Lawyers, litigants, witnesses, court personnel and judges will soon be able to read timely information on disabilities issues via a series of four electronic newsletters.
The State Bar of Michigan Standing Committee on Justice Initiatives and its Equal Access Initiatives team began distributing these newsletters in early November.
The first newsletter is entitled Deaf and Hard of Hearing, and focuses on those issues in the courtroom setting. It contains four sections of information, including legal requirements for access to the court system, practical problems that arise in the court setting, and suggestions for deaf or hard of hearing persons in the courtroom. A reference section with hyperlinks to other information is also included, with a direct link to SCAO Form MC 70, Request for Accommodations.

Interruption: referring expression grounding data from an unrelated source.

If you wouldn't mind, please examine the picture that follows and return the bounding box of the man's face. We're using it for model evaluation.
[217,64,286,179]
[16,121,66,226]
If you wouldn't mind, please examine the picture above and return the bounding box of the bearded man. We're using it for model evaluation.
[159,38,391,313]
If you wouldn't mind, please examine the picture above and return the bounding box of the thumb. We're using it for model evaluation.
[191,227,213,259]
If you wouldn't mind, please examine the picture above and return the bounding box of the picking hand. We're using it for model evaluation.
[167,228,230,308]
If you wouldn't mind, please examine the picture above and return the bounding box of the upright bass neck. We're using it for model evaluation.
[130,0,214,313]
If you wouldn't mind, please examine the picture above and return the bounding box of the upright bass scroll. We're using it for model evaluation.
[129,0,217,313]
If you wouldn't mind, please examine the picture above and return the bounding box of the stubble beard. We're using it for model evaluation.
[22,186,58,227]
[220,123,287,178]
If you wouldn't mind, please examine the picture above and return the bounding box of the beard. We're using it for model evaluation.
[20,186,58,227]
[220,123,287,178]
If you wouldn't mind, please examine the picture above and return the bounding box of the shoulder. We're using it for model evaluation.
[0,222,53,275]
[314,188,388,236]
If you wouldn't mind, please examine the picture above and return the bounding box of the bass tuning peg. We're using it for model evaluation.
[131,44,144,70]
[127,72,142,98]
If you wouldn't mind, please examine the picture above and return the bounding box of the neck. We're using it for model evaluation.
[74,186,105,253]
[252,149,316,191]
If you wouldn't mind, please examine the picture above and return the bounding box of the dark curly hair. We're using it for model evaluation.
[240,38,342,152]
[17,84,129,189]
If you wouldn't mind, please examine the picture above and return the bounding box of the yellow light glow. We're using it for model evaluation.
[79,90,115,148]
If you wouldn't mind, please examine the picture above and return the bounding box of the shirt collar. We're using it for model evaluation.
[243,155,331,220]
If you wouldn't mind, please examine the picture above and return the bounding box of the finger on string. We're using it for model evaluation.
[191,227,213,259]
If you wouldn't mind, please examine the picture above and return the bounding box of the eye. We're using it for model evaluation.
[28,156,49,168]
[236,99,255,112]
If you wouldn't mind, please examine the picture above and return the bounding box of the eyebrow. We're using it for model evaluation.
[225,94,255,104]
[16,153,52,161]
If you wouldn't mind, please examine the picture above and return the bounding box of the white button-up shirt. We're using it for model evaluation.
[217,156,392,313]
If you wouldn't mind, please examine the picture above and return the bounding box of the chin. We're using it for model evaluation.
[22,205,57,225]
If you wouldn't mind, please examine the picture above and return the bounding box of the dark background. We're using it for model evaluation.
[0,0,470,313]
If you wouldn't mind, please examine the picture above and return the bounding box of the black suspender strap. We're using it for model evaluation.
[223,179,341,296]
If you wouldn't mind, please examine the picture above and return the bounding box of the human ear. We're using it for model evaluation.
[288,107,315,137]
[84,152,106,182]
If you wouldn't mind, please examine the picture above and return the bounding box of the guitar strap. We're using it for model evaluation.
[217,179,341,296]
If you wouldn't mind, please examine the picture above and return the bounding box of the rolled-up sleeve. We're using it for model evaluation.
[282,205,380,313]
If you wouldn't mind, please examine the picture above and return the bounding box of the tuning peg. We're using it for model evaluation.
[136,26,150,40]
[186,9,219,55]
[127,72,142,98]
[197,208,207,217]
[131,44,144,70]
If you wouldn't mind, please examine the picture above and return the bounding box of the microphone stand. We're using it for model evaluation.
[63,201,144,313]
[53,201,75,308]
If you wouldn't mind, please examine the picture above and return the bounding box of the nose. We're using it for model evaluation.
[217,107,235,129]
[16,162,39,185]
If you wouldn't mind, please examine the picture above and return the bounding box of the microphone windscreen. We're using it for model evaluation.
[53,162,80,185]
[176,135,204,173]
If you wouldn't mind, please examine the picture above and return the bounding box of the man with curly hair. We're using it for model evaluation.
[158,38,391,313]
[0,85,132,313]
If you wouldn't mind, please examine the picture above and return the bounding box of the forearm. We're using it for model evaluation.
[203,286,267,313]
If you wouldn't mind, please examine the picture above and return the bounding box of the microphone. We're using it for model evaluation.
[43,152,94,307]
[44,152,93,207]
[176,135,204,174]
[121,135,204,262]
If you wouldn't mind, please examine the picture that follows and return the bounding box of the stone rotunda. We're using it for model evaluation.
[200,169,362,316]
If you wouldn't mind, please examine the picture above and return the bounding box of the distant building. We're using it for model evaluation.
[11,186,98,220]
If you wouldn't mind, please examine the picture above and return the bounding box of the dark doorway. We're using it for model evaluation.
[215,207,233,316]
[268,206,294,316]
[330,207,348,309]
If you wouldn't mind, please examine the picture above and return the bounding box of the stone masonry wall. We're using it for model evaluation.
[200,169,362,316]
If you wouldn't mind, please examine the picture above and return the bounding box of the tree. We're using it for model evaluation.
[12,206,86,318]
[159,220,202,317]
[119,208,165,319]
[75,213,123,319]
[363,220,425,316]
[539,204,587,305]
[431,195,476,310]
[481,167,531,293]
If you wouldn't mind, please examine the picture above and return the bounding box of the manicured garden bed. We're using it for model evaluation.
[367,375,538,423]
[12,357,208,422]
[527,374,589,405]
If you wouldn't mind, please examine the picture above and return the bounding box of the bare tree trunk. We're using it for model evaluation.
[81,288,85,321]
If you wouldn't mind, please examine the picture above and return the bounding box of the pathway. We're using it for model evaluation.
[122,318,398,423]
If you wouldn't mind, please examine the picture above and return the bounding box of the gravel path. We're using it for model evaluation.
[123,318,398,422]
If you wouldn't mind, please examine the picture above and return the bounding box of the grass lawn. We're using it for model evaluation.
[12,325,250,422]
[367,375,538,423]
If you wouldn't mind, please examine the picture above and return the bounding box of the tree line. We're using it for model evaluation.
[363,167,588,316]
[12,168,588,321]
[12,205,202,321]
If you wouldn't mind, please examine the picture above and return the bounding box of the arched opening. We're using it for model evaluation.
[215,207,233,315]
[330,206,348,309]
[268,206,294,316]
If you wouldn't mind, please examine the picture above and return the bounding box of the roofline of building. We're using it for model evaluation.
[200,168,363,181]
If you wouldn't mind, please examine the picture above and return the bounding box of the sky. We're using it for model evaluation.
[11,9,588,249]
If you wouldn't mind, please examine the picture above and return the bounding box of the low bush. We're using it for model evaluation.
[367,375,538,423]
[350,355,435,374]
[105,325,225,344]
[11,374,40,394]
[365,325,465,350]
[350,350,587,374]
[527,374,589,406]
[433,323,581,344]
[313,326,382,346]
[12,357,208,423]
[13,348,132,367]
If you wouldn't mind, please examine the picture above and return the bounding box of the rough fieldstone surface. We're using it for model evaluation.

"There are 56 million people in this country with disabilities, representing all walks of life," said Charlotte Johnson, Chair of the State Bar Equal Access Initiative. "We encourage as many people as possible to read the first newsletter, sign up for the free subscription for the remaining three issues, and ask others in the profession and the public to subscribe to this service," Johnson said. She also expressed special thanks to the writers on the project. "Without Judge Teranes, David Stokes, Kathleen Harris, and Paul Ulrich, this information would not be available in this very helpful form."
The first newsletter was distributed electronically to all Michigan attorneys, members of the judiciary, and others who may have an interest in disabilities issues. Recipients may sign up to receive the other three newsletters entitled Wheelchairs in the Courtroom; Non-Lawyer Advocates for People with Cognitive Disabilities, and Low-Cost Tips to Make Courthouses User-Friendly for People with Disabilities. There is no cost for the four newsletters, which will be posted on the Bar's website at www.michbar.org/programs/equalaccess.cfm so that members of the public will have access to the information as well.
Funding for this project was provided in part by the Newman Foundation.